Niche partitioning of the ubiquitous and ecologically relevant NS5 marine group

Affiliations

Niche partitioning of the ubiquitous and ecologically relevant NS5 marine group

Taylor Priest et al. ISME J. 2022 Jun.

Abstract

Niche concept is a core tenet of ecology that has recently been applied in marine microbial research to describe the partitioning of taxa based either on adaptations to specific conditions across environments or on adaptations to specialised substrates. In this study, we combine spatiotemporal dynamics and predicted substrate utilisation to describe species-level niche partitioning within the NS5 Marine Group. Despite NS5 representing one of the most abundant marine flavobacterial clades from across the world's oceans, our knowledge on their phylogenetic diversity and ecological functions is limited. Using novel and database-derived 16S rRNA gene and ribosomal protein sequences, we delineate the NS5 into 35 distinct species-level clusters, contained within four novel candidate genera.
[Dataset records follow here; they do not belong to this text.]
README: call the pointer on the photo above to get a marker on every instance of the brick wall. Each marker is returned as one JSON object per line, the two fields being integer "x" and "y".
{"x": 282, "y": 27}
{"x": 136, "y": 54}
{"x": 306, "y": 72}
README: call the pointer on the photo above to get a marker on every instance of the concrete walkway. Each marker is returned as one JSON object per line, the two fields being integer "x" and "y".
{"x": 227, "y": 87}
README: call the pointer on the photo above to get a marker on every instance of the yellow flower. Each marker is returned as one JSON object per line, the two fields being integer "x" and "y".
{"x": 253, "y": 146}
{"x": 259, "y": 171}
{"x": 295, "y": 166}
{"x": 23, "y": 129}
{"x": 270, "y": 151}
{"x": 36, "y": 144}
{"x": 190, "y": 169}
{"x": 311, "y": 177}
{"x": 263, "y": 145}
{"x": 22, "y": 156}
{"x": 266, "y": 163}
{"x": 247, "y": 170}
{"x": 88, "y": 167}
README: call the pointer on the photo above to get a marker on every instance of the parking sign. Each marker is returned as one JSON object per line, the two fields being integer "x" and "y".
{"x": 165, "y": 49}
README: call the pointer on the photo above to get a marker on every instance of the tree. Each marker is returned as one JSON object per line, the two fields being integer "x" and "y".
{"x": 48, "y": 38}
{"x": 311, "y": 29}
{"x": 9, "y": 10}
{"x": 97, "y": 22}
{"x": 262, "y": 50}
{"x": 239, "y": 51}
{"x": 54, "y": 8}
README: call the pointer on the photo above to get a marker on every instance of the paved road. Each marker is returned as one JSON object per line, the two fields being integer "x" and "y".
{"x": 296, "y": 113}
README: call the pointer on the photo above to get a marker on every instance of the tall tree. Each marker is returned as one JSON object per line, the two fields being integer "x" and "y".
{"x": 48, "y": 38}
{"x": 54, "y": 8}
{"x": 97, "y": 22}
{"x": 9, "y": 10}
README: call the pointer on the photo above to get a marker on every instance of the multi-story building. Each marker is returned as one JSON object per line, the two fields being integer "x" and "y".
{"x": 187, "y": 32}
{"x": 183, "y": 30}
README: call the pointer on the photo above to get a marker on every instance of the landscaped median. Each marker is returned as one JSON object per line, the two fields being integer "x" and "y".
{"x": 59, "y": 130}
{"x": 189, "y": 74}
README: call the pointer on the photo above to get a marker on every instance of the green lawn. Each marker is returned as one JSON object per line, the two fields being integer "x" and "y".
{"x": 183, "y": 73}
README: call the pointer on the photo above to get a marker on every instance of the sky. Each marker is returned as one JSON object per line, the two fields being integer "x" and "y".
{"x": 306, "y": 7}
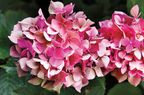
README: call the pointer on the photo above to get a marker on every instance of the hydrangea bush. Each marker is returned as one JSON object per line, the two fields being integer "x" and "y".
{"x": 67, "y": 50}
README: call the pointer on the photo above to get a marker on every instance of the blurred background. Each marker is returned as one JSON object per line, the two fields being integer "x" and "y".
{"x": 12, "y": 11}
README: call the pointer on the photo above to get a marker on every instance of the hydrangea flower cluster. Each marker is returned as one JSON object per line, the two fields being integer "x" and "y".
{"x": 126, "y": 35}
{"x": 66, "y": 50}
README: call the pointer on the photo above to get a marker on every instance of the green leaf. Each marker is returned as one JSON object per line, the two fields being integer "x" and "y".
{"x": 8, "y": 83}
{"x": 7, "y": 21}
{"x": 125, "y": 89}
{"x": 70, "y": 91}
{"x": 131, "y": 3}
{"x": 142, "y": 84}
{"x": 96, "y": 87}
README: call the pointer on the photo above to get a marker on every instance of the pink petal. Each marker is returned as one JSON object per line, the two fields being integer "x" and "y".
{"x": 32, "y": 64}
{"x": 98, "y": 71}
{"x": 105, "y": 60}
{"x": 41, "y": 74}
{"x": 22, "y": 63}
{"x": 125, "y": 41}
{"x": 55, "y": 5}
{"x": 14, "y": 52}
{"x": 85, "y": 44}
{"x": 69, "y": 8}
{"x": 135, "y": 81}
{"x": 44, "y": 63}
{"x": 137, "y": 54}
{"x": 78, "y": 85}
{"x": 143, "y": 53}
{"x": 20, "y": 72}
{"x": 122, "y": 54}
{"x": 15, "y": 35}
{"x": 74, "y": 59}
{"x": 120, "y": 77}
{"x": 56, "y": 62}
{"x": 77, "y": 75}
{"x": 69, "y": 81}
{"x": 35, "y": 81}
{"x": 135, "y": 11}
{"x": 129, "y": 48}
{"x": 90, "y": 74}
{"x": 29, "y": 35}
{"x": 58, "y": 53}
{"x": 50, "y": 31}
{"x": 86, "y": 57}
{"x": 47, "y": 37}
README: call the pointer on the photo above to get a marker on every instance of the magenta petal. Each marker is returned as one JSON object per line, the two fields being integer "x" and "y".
{"x": 22, "y": 63}
{"x": 14, "y": 52}
{"x": 129, "y": 48}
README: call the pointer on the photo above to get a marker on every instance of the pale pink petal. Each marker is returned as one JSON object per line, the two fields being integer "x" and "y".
{"x": 137, "y": 54}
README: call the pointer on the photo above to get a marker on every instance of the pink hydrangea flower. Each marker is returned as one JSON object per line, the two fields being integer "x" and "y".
{"x": 125, "y": 34}
{"x": 58, "y": 51}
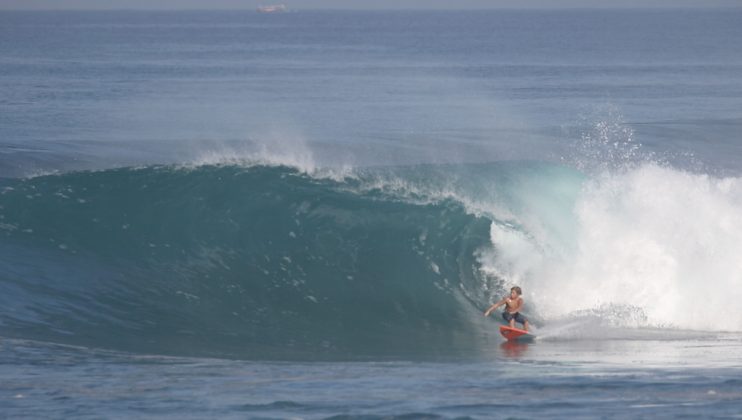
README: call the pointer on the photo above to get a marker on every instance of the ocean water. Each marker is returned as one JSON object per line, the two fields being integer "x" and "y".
{"x": 303, "y": 215}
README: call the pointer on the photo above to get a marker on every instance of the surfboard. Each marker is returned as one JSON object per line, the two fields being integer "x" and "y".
{"x": 515, "y": 334}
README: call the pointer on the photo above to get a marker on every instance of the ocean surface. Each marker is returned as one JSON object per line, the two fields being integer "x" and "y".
{"x": 304, "y": 214}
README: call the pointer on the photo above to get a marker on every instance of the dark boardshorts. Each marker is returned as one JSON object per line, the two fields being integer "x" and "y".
{"x": 517, "y": 316}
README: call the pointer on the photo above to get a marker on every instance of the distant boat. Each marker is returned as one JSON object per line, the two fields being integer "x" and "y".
{"x": 276, "y": 8}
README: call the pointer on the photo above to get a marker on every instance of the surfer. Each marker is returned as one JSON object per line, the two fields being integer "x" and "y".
{"x": 513, "y": 305}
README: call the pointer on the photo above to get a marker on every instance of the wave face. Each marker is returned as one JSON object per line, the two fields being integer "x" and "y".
{"x": 233, "y": 261}
{"x": 271, "y": 262}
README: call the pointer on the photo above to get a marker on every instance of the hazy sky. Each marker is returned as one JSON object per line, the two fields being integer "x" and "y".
{"x": 353, "y": 4}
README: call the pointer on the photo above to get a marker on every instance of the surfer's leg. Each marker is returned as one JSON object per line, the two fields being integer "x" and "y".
{"x": 523, "y": 320}
{"x": 509, "y": 318}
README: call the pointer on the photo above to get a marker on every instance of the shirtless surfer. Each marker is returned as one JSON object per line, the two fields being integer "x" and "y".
{"x": 513, "y": 305}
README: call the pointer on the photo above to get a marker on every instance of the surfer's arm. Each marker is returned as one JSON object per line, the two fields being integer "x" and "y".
{"x": 494, "y": 306}
{"x": 517, "y": 306}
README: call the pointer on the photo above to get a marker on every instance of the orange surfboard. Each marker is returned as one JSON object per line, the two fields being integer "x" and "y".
{"x": 515, "y": 334}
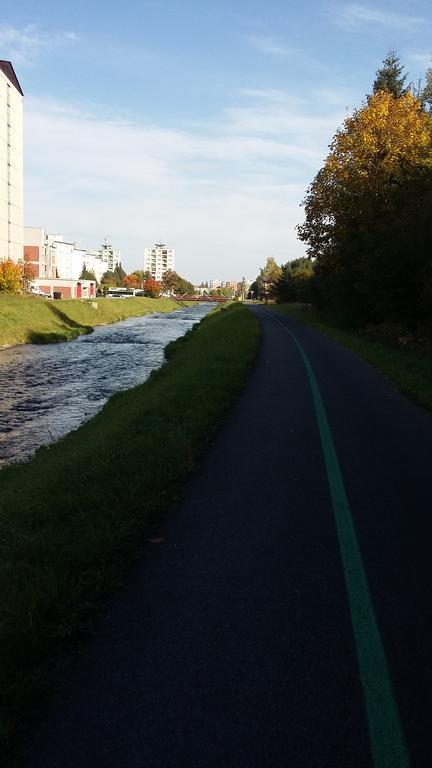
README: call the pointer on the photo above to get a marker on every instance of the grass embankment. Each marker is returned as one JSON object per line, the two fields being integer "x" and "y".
{"x": 71, "y": 517}
{"x": 410, "y": 371}
{"x": 34, "y": 320}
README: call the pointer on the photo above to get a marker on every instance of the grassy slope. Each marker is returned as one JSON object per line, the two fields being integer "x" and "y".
{"x": 37, "y": 320}
{"x": 410, "y": 372}
{"x": 70, "y": 516}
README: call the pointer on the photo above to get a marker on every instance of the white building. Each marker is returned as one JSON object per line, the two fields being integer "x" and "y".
{"x": 52, "y": 256}
{"x": 11, "y": 164}
{"x": 158, "y": 260}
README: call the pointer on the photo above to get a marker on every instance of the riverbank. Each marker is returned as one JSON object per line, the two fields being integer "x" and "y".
{"x": 410, "y": 371}
{"x": 76, "y": 514}
{"x": 34, "y": 320}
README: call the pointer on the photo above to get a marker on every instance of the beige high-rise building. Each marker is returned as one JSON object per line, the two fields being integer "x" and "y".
{"x": 11, "y": 164}
{"x": 158, "y": 260}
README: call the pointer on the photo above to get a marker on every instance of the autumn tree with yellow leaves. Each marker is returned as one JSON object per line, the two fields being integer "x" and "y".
{"x": 368, "y": 224}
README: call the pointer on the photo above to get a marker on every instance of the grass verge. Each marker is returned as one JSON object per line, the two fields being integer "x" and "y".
{"x": 73, "y": 516}
{"x": 411, "y": 372}
{"x": 34, "y": 320}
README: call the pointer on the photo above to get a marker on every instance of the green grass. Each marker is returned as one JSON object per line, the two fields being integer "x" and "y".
{"x": 411, "y": 372}
{"x": 31, "y": 319}
{"x": 72, "y": 517}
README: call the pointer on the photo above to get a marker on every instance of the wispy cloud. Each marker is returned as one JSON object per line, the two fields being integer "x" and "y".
{"x": 354, "y": 16}
{"x": 25, "y": 45}
{"x": 271, "y": 46}
{"x": 201, "y": 187}
{"x": 419, "y": 59}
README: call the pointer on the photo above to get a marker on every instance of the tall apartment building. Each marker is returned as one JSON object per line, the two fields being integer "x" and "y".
{"x": 158, "y": 260}
{"x": 11, "y": 164}
{"x": 54, "y": 257}
{"x": 109, "y": 256}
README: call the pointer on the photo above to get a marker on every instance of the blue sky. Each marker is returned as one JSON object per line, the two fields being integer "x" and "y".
{"x": 200, "y": 124}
One candidate species, "Arcticimaribacter forsetii AHE01FL", includes a novel cultured isolate, for which we provide a complete genome sequence-the first of an NS5-along with morphological insights using transmission electron microscopy. Assessing species' spatial distribution dynamics across the Tara Oceans dataset, we identify depth as a key influencing factor, with 32 species preferring surface waters, as well as distinct patterns in relation to temperature, oxygen and salinity. Each species harbours a unique substrate-degradation potential along with predicted substrates conserved at the genus-level, e.g. alginate in NS5_F. Successional dynamics were observed for three species in a time-series dataset, likely driven by specialised substrate adaptations. We propose that the ecological niche partitioning of NS5 species is mainly based on specific abiotic factors, which define the niche space, and substrate availability that drive the species-specific temporal dynamics.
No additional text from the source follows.